The Court of Appeals on Tuesday dismissed as moot an appeal by the Mattaponi Indian Tribe when the underlying lawsuit was settled by the City of Newport News and the VMRC. The tribe had sought leave to intervene in an administrative appeal brought by the City in the Newport News Circuit Court. The trial court denied the motion to intervene, and the tribe filed an interlocutory appeal. Last year, the Court of Appeals denied that appeal on jurisdictional grounds.

The City and the VMRC then reached a settlement agreement, and the underlying Circuit Court action was dismissed. The tribe then reinstated its appeal. Tuesday, the Court of Appeals dismissed the tribe’s appeal as moot, since the underlying case had been settled.

The case is noteworthy for the apparent frustration of the tribe — its intervention motion, once denied, essentially became unappealable. The opinion, drafted by Judge Kelsey, also contains pithy (that’s a euphemism) quotes from other cases on the same subject, such as these: “Officious intermeddlers ought not to be allowed to hijack litigation that the real parties in interest can resolve to mutual benefit.” “[A] permissive intervenor may not breathe life into a non-existent lawsuit.” “[A]n intervenor cannot keep a lawsuit alive which the original parties wish to end.”

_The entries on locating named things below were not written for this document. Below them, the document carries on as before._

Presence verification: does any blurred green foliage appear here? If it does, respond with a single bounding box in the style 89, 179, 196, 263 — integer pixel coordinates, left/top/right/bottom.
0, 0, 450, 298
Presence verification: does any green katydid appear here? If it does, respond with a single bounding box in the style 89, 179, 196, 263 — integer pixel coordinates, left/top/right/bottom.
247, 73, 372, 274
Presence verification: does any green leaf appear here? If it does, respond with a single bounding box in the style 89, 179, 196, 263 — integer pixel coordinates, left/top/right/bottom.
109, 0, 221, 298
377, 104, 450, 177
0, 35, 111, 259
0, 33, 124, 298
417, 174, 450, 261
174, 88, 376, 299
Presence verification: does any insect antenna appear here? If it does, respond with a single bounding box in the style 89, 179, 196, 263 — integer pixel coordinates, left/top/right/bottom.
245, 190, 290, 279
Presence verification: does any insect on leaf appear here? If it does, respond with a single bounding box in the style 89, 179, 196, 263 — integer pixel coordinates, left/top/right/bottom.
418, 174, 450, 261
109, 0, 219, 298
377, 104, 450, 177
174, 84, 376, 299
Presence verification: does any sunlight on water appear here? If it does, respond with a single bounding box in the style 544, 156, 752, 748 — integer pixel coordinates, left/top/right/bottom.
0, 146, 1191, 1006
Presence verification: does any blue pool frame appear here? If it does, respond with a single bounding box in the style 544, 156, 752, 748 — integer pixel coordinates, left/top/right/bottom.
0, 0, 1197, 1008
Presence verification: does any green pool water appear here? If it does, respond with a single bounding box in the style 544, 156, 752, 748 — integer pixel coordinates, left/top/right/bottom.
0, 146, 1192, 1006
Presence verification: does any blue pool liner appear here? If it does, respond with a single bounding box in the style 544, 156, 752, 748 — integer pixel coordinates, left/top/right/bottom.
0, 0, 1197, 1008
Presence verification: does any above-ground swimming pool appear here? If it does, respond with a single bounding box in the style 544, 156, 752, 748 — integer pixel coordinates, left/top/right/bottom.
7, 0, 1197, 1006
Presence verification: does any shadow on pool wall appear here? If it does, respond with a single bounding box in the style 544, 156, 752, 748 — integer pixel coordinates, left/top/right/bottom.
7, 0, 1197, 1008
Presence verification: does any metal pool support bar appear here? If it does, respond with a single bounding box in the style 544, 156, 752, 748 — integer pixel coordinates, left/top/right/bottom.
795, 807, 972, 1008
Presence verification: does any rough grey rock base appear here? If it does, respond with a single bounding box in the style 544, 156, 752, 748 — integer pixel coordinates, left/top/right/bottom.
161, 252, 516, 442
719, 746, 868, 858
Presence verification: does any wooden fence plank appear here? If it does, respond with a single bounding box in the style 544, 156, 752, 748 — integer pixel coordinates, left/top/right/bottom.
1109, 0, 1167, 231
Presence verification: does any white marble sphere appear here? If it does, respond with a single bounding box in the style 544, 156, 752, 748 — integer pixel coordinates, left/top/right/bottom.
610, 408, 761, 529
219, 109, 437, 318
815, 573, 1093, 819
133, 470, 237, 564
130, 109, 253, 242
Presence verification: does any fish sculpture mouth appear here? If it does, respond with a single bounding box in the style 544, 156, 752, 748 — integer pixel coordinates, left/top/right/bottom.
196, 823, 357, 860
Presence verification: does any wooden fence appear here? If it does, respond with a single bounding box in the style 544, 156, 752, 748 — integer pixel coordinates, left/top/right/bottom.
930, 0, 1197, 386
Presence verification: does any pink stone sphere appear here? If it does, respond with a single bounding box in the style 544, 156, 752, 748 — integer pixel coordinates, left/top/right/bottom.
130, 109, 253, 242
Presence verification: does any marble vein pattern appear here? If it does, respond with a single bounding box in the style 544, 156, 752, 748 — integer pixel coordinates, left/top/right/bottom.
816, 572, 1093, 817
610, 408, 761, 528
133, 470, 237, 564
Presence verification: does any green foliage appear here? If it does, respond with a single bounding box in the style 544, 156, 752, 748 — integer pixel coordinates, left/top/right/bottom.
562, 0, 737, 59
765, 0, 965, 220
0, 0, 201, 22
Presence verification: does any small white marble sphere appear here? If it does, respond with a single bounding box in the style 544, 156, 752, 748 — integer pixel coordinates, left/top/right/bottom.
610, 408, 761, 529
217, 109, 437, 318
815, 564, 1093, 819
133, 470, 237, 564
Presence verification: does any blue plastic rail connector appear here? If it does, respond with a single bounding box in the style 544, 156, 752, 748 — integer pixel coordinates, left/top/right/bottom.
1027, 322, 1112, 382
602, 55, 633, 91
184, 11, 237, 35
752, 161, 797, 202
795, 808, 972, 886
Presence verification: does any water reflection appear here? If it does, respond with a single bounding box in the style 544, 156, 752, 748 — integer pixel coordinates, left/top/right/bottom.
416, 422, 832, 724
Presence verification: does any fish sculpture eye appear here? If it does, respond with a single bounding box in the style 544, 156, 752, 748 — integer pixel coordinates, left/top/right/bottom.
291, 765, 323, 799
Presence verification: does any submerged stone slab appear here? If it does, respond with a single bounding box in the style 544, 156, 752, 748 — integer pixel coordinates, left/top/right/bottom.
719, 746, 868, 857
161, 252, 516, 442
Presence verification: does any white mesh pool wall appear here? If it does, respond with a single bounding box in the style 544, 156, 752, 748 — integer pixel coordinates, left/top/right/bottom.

The opinion preserves to the tribe the right to litigate independently its rights under the Treaty at Middle Plantation, executed in 1677.



Heather Sue Mercer, the woman who won a spot on the Duke University men’s football team in 1994, only to lose it, was awarded some $350,000 in legal fees by a U.S. District Court after a successful Title IX claim against the university. Today the Fourth Circuit affirmed that award in a published opinion.

The principal issue in the appeal was whether a plaintiff who won only nominal damages could recover attorney’s fees under Title IX’s fee-shifting provisions. The court of appeals, noting that Supreme Court precedent generally disfavored awards when the damages awarded are nominal, nevertheless approved the district court’s award, noting the difference between a technical, or de minimis victory, and one that fundamentally alters the relationship between the parties and advances important social interests, such as gender-based discrimination.



Tuesday the US Supreme Court issued an opinion in Roper v. Simmons, ending the practice of imposing the death penalty on defendants who were juveniles at the time of their offenses. Effects of the 5-4 decision will be felt across the several states, including Virginia, that have continued to permit the execution of 16 and 17 year olds since the Supreme Court banned executions for persons under 15 in 1989. Today’s opinion sets the threshold at 18, and means that convicted sniper Lee Boyd Malvo cannot face the death penalty in future prosecutions.



On February 28, the Supreme Court of the United States granted certiorari in a case involving the question of whether a company headquartered elsewhere, but with a Virginia subsidiary office and with substantial business activity here, can be considered a citizen of the Commonwealth for diversity purposes. The Fourth Circuit had ruled in 2004 that the subsidiary was, in fact, a citizen of Virginia.

The case is Lincoln Property Co. v. Roche.